Gleich die rasante Eingangssequenz rüttelt den Betrachter an den verwöhnten Eingeweiden. Wenn zu Luis Bacalovs großartigem musikalischen Thema eine Übergabe mißglückt und die Drogistenbrut, allen voran der Schurke Rocco, dann mit den vermeintlichen Betrügern mittels Kürzestprozeß abrechnet, staunt man ob des vorgelegten und aufs Wesentliche reduzierten Erzähltempos nicht schlecht. Allerdings hält Di Leo die damit recht hochgelegte Latte leider nicht lange so weit oben, und daher driftet " Milano Kaliber 9" stellenweise wieder ins Mittelmaß ab. Der dem stoisch angelegten Ugo entgegengesetzte Rocco, beziehungsweise dessen brodelnde Verkörperung durch Adorf, einige weitere gelungene Sequenzen sowie der sinistre Schluß machen dieses Manko für Genre-Fans jedoch wieder wett. Als amüsantes Detail gibt Lionel Stander, den meisten wohl bekannt als Diener Max aus "Hart aber Herzlich", den amerikanischen Bösewicht.
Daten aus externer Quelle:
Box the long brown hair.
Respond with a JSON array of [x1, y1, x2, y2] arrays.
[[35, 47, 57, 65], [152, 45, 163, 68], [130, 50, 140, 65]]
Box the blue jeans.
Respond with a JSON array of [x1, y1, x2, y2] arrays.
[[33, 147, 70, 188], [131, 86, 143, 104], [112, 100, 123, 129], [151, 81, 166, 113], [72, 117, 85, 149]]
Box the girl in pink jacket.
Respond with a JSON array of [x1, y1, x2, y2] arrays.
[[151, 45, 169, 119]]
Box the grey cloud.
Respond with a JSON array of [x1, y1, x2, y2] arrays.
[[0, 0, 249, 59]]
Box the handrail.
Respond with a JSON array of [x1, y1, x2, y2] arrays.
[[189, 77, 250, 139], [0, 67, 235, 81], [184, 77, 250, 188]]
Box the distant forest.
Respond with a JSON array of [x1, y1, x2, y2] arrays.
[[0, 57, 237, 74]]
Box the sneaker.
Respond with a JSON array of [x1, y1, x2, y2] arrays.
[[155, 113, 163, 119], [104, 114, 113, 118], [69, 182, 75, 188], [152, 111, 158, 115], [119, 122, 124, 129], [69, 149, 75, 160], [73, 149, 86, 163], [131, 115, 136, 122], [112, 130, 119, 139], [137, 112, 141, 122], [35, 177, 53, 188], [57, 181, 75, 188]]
"Milano Kaliber 9" liegt hierzulande erstmals in der ungekürzten Fassung vor, so daß es einige Dialogpassagen mehr zu sehen gibt. Diese spielen hauptsächlich im Kommissariat und handeln von den politischen Zwistigkeiten des traditionellen "Als Verbrecher wird man geboren"-Oberbullen und dessen liberalem "Das soziale Umfeld ist an allem schuld"-Gegenstück, gewürzt mit ein wenig Systemkritik und Mafia-Anspielungen.
Hauptdarsteller Moschin war auch in Coppolas "Godfather"-Trilogie mit dabei, dann in der Terence-Hill-Spätserie "Don Matteo", und durfte sogar einst den Don Camillo spielen (mit Lionel Stander - wieder einmal - als Peppone). Barbara Bouchet kennt man unter anderem als Miss Moneypenny aus "Casino Royale" sowie aus dem amüsanten Lucio-Fulci-Streifen "New York Ripper" alias "Don´t Torture A Duckling" oder dem öden Shirley-MacLaine-Vehikel "Sweet Charity". Und Genreregisseur Di Leo hatte die Schreiberfinger in Leones beiden Dollar-Filmen.
Die DVD verfügt über eine ordentliche Bildqualität; leider schaffte es aber keines der Extras der demnächst erscheinenden italienischen "Collector´s Edition" auf den deutschen Release. Bleibt unterm Strich ein netter Genrebeitrag mit Höhen und Tiefen für alle, die´s dreckig mögen (die Höhen sollte man allerdings wirklich gesehen haben).